Posted November 10, 2018 07:51:38In a new paper, published in the journal Nature, researchers at the University of California, Berkeley, and the University at Buffalo describe the brain’s “auditory-motor coordination network” that is essential for making sense of the sounds and images that other humans create.
The team says the coordination network is not only crucial for understanding other people’s speech, but also the way the brain interprets the sounds it hears in other people.
For example, a sound that is heard by a person who is walking down the street is called a “run,” and it is important to understand how that sound is perceived by a brain that is not trained to understand other people speaking.
The researchers say the coordination system is essential in making sense not only of other people, but for other things that the brain cannot understand.
“We are able to use the coordination networks of human beings to learn how to understand what other people are saying, even if they don’t speak a language,” said Dr. Robert E. Zwiers, a research scientist at the UC Berkeley Brain Imaging Research Center.
The research team also developed a software tool that allows researchers to create custom, artificial language-learning programs that automatically learn the “voice” of others, using the coordination systems of human subjects.
The tool, called Speech-Motor Cognition and Automation (SMAC) software, is an open source program that can be used to learn from audio recordings of other humans.
The researchers said that their software can also be used for speech recognition.
The software is a collaborative effort between UC Berkeley and the Center for Language Sciences at the NYU Langone Medical Center.
The program uses a technique called functional neuroimaging, which uses functional MRI scans of the brain to analyze the brain activity of a person while they speak.
The technique is similar to a brain-scanning technique called fMRI, which is used to look at the activity of the entire brain when a person has a seizure.
The scientists say that the software can be easily adapted to learn a new language, or to help people understand other human speech.
Dr. Zweiers said that the system can also use information from the voice-recognition capabilities of smartphones to learn the sounds of other smartphones.
“In the next generation of the voice recognition software, we will be able to take the information from that to generate a language that people can learn,” he said.

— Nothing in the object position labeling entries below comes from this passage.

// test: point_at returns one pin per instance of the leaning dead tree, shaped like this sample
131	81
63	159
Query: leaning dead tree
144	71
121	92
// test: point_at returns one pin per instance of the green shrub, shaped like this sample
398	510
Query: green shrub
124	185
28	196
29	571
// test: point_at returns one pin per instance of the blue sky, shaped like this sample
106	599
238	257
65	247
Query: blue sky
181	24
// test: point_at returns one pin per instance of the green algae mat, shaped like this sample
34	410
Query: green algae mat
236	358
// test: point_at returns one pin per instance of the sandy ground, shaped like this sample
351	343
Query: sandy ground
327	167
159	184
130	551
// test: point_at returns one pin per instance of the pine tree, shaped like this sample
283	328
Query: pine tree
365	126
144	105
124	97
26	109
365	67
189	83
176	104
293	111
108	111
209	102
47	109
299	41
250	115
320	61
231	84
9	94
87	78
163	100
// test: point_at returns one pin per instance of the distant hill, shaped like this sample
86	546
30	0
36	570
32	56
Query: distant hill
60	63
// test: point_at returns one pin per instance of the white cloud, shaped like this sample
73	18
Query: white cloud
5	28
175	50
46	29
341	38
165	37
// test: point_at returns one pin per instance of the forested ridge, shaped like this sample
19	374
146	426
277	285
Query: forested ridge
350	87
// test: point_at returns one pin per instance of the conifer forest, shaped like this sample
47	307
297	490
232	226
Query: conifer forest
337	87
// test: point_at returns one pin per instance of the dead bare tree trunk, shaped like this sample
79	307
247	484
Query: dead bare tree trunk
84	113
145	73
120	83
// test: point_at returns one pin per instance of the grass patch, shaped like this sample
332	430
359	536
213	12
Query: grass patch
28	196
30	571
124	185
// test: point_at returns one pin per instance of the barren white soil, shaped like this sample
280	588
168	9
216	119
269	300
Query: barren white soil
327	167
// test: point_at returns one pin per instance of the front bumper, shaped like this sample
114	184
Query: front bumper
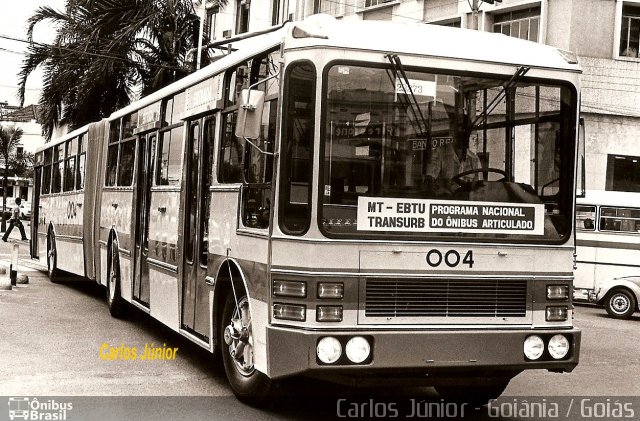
417	352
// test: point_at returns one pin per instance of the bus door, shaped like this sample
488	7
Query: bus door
35	212
144	180
195	293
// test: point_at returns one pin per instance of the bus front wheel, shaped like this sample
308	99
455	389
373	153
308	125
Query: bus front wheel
248	384
620	304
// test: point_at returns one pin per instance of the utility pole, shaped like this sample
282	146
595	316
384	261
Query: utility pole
474	14
475	8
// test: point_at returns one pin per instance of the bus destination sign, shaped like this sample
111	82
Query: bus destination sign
418	215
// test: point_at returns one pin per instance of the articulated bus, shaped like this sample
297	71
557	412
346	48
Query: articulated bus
608	251
350	201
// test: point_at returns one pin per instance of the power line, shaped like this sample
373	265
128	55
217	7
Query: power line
53	47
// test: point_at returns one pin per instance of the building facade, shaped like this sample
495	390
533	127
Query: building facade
604	34
25	118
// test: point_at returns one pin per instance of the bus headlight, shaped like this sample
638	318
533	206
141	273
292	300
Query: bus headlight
330	290
290	312
329	350
289	288
557	314
533	347
329	313
358	349
558	346
557	292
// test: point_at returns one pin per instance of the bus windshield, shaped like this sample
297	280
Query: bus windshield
416	154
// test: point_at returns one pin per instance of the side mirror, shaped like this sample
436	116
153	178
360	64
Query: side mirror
249	119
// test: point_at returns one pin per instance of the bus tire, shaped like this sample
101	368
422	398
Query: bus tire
248	384
115	302
52	259
473	395
620	303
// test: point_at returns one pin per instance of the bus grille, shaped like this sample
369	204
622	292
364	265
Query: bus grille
446	298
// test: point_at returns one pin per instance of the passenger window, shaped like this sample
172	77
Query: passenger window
125	166
620	219
58	168
297	149
46	171
112	154
170	157
70	165
82	154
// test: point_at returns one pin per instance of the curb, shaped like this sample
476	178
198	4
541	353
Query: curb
22	279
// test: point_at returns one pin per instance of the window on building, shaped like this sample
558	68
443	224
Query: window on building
210	22
585	217
330	7
630	30
523	24
275	12
455	23
170	142
623	173
372	3
242	16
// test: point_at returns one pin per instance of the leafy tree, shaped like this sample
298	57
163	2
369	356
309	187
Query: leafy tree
105	53
9	140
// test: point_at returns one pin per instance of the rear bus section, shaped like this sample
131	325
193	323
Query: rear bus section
65	174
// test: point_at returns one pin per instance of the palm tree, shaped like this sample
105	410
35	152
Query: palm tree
9	140
106	52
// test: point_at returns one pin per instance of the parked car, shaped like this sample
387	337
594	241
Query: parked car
620	296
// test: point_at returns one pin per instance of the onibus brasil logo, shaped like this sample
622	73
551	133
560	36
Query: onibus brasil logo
33	409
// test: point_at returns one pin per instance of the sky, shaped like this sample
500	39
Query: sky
13	23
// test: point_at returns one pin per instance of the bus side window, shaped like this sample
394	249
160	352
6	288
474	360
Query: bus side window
46	171
297	149
258	166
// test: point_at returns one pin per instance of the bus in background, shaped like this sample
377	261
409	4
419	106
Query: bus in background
340	200
608	251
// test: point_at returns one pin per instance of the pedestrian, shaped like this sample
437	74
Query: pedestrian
15	221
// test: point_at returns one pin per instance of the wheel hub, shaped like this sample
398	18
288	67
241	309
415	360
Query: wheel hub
237	335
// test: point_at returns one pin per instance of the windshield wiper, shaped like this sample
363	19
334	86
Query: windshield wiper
521	71
413	105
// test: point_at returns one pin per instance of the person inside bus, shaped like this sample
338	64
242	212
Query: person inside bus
452	158
15	221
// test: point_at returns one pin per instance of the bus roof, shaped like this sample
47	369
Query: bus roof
610	198
431	40
404	38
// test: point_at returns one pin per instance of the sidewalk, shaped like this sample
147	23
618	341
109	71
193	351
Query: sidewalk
25	263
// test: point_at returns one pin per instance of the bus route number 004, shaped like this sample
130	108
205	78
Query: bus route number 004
450	258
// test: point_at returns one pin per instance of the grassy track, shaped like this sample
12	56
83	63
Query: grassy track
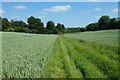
82	58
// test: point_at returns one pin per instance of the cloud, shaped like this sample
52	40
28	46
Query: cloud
14	17
2	11
115	10
92	0
56	9
97	9
41	16
20	7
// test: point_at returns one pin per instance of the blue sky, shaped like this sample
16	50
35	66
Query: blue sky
71	14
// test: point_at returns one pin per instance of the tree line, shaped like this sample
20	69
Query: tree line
35	25
104	23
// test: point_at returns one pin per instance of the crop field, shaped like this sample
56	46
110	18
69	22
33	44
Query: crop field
25	55
75	55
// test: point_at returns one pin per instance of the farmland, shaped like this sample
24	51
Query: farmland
76	55
25	55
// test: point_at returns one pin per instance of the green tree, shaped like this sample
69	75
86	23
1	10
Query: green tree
103	22
60	27
92	27
5	24
50	27
36	24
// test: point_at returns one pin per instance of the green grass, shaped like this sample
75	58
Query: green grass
77	55
105	37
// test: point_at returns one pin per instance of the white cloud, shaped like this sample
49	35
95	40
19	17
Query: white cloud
14	17
56	9
98	9
2	11
20	7
92	0
115	10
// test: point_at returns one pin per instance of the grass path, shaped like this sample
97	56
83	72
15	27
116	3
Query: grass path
72	58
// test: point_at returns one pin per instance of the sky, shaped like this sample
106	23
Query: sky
71	14
60	0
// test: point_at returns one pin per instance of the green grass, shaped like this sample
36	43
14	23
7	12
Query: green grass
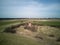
48	23
14	39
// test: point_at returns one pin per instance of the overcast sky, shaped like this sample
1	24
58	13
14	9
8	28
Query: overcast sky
29	8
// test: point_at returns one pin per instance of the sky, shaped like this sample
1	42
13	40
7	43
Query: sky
29	8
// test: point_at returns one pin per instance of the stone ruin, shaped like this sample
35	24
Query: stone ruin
31	27
28	26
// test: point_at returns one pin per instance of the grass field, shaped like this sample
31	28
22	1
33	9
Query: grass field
14	39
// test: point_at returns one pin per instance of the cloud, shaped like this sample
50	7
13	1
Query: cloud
29	8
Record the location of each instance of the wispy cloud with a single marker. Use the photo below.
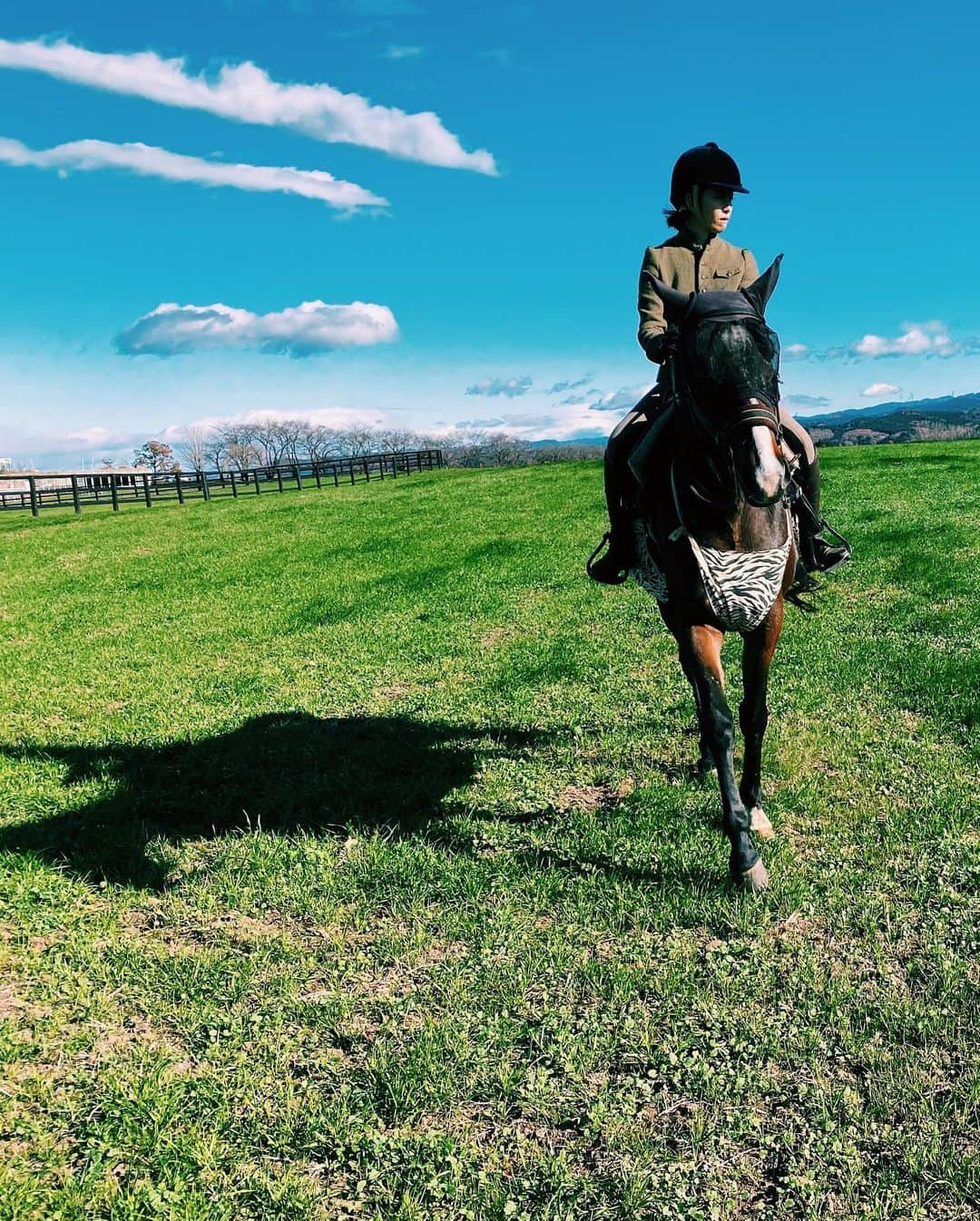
(402, 53)
(496, 386)
(512, 423)
(561, 387)
(927, 339)
(247, 93)
(306, 330)
(806, 402)
(916, 339)
(153, 162)
(622, 399)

“For example we can learn to understand another’s speech and how to make it sound the way they want it to sound.
We’ll be able then to use that information to train speech recognition software to understand a different language, like Spanish or Mandarin.”
The researchers said they hope to build a system that can translate a person’s spoken words into another language, which could be used by other people to communicate with each other.
The scientists said they will also use the system to learn about the meaning of people’s faces and expressions, and to develop artificial speech systems that understand speech from others, as well as those from other human beings.
“The goal of this research is to build an artificial language that is designed to be intelligible to other human language users, and also to be highly effective in learning to use language,” Dr. Zwaers said.